The 96-page report focuses on four key areas — mental health services, the use and effects of separate confinement, improving outcomes for First Nations individuals, and justice system initiatives.

While Loukidelis applauds several practices and initiatives the WCC and Yukon justice system already has in place, such as the substance abuse management and treatment programs available to inmates and the community wellness courts, the report also points out a number of shortcomings.

Those include the extent to which mental health support and treatment is available, the ability to deliver culturally-appropriate programming for First Nations inmates, and a portion of the Corrections Regulation that allows for an inmate to be placed in separate confinement based solely on whether the individual is believed to be suffering from “mental illness.”

Nine of the recommendations are specifically related to improving conditions for First Nations inmates, and include appointing a full-time First Nations service officer, improving elders’ access to inmates, ensuring that correctional officers have “adequate training in First Nations matters” and possibly re-purposing unused portions of the jail for First Nations programming and support, including smudging and sweat facilities.

Two of the recommendations also state that the WCC should have appropriate programming and support for inmates diagnosed or suspected to have fetal alcohol spectrum disorder, while another 12 are related to increasing the transparency around, and limiting the use of, separate confinement and segregation.

In a press conference following the release of Loukidelis’s report, McPhee said that the government has accepted the recommendations.

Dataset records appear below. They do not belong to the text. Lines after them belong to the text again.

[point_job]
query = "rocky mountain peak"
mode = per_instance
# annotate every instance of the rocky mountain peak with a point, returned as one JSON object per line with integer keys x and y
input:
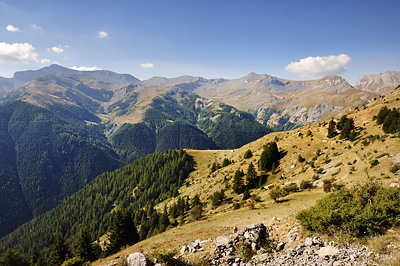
{"x": 379, "y": 83}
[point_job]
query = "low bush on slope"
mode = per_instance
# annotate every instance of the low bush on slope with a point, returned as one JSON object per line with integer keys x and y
{"x": 361, "y": 211}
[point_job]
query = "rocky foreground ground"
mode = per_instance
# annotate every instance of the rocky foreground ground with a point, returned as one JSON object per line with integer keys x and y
{"x": 251, "y": 246}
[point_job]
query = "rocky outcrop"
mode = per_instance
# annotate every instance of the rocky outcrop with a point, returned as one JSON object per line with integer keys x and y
{"x": 252, "y": 246}
{"x": 380, "y": 83}
{"x": 137, "y": 259}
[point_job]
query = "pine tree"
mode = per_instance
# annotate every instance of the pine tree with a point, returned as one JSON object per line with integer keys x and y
{"x": 346, "y": 129}
{"x": 251, "y": 176}
{"x": 269, "y": 156}
{"x": 144, "y": 231}
{"x": 122, "y": 232}
{"x": 353, "y": 135}
{"x": 238, "y": 183}
{"x": 196, "y": 201}
{"x": 85, "y": 248}
{"x": 60, "y": 251}
{"x": 36, "y": 259}
{"x": 13, "y": 258}
{"x": 163, "y": 223}
{"x": 331, "y": 129}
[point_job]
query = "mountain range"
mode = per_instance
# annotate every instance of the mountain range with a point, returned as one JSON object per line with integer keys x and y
{"x": 61, "y": 128}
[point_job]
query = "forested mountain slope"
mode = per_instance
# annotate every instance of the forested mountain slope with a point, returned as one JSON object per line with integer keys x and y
{"x": 137, "y": 187}
{"x": 46, "y": 157}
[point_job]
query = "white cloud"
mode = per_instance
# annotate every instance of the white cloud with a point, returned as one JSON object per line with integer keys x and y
{"x": 12, "y": 28}
{"x": 147, "y": 65}
{"x": 103, "y": 34}
{"x": 85, "y": 68}
{"x": 36, "y": 27}
{"x": 57, "y": 50}
{"x": 45, "y": 61}
{"x": 318, "y": 67}
{"x": 17, "y": 53}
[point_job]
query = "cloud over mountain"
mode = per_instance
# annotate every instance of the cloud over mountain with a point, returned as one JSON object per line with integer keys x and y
{"x": 12, "y": 28}
{"x": 57, "y": 50}
{"x": 317, "y": 67}
{"x": 82, "y": 68}
{"x": 103, "y": 34}
{"x": 147, "y": 65}
{"x": 17, "y": 53}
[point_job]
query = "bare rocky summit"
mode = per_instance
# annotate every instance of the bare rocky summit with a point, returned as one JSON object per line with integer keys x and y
{"x": 380, "y": 83}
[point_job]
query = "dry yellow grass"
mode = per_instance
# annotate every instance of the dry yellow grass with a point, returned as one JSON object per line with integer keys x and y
{"x": 349, "y": 163}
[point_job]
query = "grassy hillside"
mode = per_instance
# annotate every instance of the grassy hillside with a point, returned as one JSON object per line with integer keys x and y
{"x": 135, "y": 187}
{"x": 46, "y": 157}
{"x": 372, "y": 156}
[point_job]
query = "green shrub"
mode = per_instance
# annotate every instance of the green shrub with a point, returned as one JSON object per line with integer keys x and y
{"x": 374, "y": 162}
{"x": 276, "y": 193}
{"x": 362, "y": 211}
{"x": 327, "y": 186}
{"x": 300, "y": 159}
{"x": 76, "y": 261}
{"x": 248, "y": 154}
{"x": 246, "y": 252}
{"x": 305, "y": 184}
{"x": 395, "y": 168}
{"x": 217, "y": 198}
{"x": 168, "y": 257}
{"x": 291, "y": 188}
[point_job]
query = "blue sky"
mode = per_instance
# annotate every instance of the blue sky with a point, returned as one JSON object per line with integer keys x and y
{"x": 221, "y": 38}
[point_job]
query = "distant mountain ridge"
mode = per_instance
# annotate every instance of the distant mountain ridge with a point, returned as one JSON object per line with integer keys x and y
{"x": 22, "y": 77}
{"x": 380, "y": 83}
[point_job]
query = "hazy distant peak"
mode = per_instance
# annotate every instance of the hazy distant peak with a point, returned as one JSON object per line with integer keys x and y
{"x": 381, "y": 83}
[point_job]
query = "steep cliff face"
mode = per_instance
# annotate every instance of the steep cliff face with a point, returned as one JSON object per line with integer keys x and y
{"x": 380, "y": 83}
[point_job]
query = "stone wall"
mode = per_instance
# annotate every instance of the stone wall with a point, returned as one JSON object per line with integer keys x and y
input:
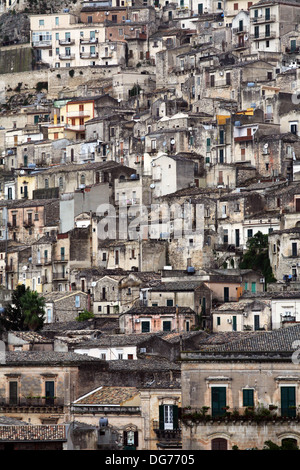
{"x": 241, "y": 434}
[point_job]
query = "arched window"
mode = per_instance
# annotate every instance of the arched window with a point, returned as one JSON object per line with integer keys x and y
{"x": 219, "y": 444}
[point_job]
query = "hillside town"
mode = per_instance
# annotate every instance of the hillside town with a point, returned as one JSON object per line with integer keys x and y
{"x": 149, "y": 225}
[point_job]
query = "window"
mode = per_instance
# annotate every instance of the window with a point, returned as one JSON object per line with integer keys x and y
{"x": 49, "y": 392}
{"x": 225, "y": 235}
{"x": 288, "y": 401}
{"x": 294, "y": 128}
{"x": 168, "y": 417}
{"x": 294, "y": 249}
{"x": 226, "y": 294}
{"x": 218, "y": 401}
{"x": 13, "y": 392}
{"x": 145, "y": 326}
{"x": 248, "y": 397}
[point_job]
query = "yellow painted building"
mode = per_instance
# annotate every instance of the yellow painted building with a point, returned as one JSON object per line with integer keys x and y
{"x": 26, "y": 184}
{"x": 74, "y": 114}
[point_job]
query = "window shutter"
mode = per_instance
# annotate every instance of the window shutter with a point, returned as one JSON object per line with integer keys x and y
{"x": 161, "y": 417}
{"x": 175, "y": 417}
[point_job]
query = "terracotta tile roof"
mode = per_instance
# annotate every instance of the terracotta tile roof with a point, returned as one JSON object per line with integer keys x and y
{"x": 109, "y": 396}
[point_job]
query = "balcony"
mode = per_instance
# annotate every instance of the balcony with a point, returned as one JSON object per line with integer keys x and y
{"x": 89, "y": 55}
{"x": 167, "y": 437}
{"x": 240, "y": 31}
{"x": 80, "y": 127}
{"x": 79, "y": 113}
{"x": 292, "y": 50}
{"x": 129, "y": 202}
{"x": 88, "y": 40}
{"x": 32, "y": 405}
{"x": 66, "y": 56}
{"x": 263, "y": 36}
{"x": 263, "y": 19}
{"x": 60, "y": 276}
{"x": 66, "y": 42}
{"x": 243, "y": 138}
{"x": 42, "y": 44}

“We will improve how we deliver programs and services at the Whitehorse Correctional Centre to all inmates, and enhance support for inmates with mental health and addictions issues,” she said. “Yukoners must have confidence in the Whitehorse Correctional Centre operations. We need to do better and we will. I believe this report gives us solid footing to make necessary changes.”

Timelines for when any of the 40 recommendations would be implemented were not provided, but McPhee said that the Yukon government has already began working on some of them in collaboration with Yukon First Nations and other parties involved in the justice field.

It’s also not clear, even though the Yukon government “accepts” the recommendations, whether all of them will be acted on. In its chart, 28 of the recommendations are listed as “accepted” while others are listed as “under consideration.” As well, a letter from Lesley McCullough, assistant deputy minister of justice, to McPhee dated Aug. 14 states that four of the recommendations have been “deferred” because they can’t be achieved by the justice department alone while two “have already been mitigated at this time.”

In the letter, McCullough wrote that the Yukon government’s next step is to form an “implementation working group with balanced representation from Yukon First Nations governments and departmental partners,” which will then develop an “implementation plan.”

In an email Aug. 17, justice spokesperson Megan Foreman said the group will be formed “as quickly as possible,” but did not provide an exact date, nor a date for when the group would begin its work.

In an email Aug. 16, Yukon government spokesperson Sunny Patch said it was “too early” to say whether updates on the group’s work will be made public.

The full report, as well as the government’s response chart, is available on the Yukon government website.